Ron Herardian wrote:
"On a hard-mounted file system, NFS operations are retried until they are acknowledged by the server. A side effect of hard-mounting NFS file systems is that processes block (or "hang") in a high-priority disk wait state until their NFS RPC calls complete. If an NFS server goes down, the clients using its file systems hang if they reference these file systems before the server recovers. Using -intr in conjunction with the -hard mount option allows users to interrupt system calls that are blocked waiting on a crashed server. The system call is interrupted when the process making the call receives a signal, usually sent by the user typing Ctrl-C or using the kill command.Yep, in the man page too. That would imply that the mount commands listed below
which include "hard,intr" would allow one to send a signal (ctrl-C or killall or kill -9)
and terminate the process. However, with Fedora and the below listed kernel,
I could not kill the task.
On a soft-mounted file system, an NFS RPC call returns a timeout error if it fails the number of times specified by the retrans option. You should not use the -soft option on any file system that is writeable, nor on any file system from which you load executables. NFS only guarantees the consistency of data after a server crash if the NFS file system was hard-mounted by the client."
This is a very good point.... Thanks.
[http://www.brandonhutchinson.com/nfs_timeouts.html]
Wade Hampton wrote:
I have a Fedora server with kernel 2.4.22-1-2163 SMP mounting a remote solaris server (hence choice of options):
rsize=32768,ro,hard,intr,tcp,nfsvers=3
When the remote is down or disconnected, a "df" hangs (as expected), but I can't kill it, even as root or with kill -9. The docs for mount indicate that the INTR option should allow for killing apps mounted with HARD.

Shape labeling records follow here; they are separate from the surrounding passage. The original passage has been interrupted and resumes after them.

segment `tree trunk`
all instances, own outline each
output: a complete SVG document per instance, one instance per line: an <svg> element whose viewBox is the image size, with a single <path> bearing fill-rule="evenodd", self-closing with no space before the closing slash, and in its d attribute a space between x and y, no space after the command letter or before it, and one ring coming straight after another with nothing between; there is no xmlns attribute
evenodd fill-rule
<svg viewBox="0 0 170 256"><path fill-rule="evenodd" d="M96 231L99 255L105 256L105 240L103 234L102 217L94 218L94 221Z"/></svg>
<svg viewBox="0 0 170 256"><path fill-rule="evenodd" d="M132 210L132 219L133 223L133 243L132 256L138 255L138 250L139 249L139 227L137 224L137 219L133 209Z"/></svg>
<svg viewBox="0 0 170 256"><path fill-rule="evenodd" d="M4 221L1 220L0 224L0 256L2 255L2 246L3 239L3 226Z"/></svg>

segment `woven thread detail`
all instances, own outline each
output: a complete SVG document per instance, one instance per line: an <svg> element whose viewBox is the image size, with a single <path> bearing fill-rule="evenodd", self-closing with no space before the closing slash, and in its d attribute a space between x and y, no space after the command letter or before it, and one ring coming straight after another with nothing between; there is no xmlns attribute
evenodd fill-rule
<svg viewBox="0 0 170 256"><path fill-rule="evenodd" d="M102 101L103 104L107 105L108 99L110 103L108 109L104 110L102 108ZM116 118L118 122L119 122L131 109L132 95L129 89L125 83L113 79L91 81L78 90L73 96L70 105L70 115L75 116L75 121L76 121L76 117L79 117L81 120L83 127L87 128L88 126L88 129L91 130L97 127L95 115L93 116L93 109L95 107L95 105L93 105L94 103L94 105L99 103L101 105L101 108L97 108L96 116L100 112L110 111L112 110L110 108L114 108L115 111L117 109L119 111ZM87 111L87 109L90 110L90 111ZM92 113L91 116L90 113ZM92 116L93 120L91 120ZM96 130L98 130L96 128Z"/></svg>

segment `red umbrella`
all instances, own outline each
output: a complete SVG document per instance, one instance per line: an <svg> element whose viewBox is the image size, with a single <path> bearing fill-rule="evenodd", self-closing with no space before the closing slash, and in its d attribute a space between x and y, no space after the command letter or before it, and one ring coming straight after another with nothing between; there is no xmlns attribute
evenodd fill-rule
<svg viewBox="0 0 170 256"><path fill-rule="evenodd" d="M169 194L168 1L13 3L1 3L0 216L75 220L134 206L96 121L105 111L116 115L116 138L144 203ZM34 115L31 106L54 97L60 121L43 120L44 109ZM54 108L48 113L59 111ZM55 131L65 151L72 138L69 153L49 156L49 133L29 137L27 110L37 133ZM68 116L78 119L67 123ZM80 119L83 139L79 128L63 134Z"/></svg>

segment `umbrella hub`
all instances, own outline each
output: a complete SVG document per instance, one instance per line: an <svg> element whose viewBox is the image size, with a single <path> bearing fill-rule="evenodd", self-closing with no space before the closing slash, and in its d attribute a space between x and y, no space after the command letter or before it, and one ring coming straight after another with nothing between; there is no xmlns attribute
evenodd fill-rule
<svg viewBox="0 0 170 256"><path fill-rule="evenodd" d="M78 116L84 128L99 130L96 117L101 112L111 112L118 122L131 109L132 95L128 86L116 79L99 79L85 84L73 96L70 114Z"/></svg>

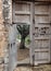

I also coded a test program that calls statvfs(2) and it hangs in the on the statvfs(2) call when run against a down NFS server. It too can't be interrupted or killed.
My questions are:
1) Is there a safe and reliable means to check for a down NFS server (e.g., is showmount -e <server> safe enough -- it is interruptable hence one could wrap this with a timer and it you timeout, the server would be down)?
2) Is the non-interruptable operation (even with INTR option) a bug or feature?
3) Is there a simple kernel call, /proc entry, or similar that can be used for this purpose?
4) Is there a perl module to accomplish this?
This would be very useful for network monitoring, e.g., when the server goes down and stays down for >1 minute, generate an SNMP trap and write to a log file. It would be good if you can't put an SNMP agent on the server, but only on the client. It is also useful for writing a highly reliable client application.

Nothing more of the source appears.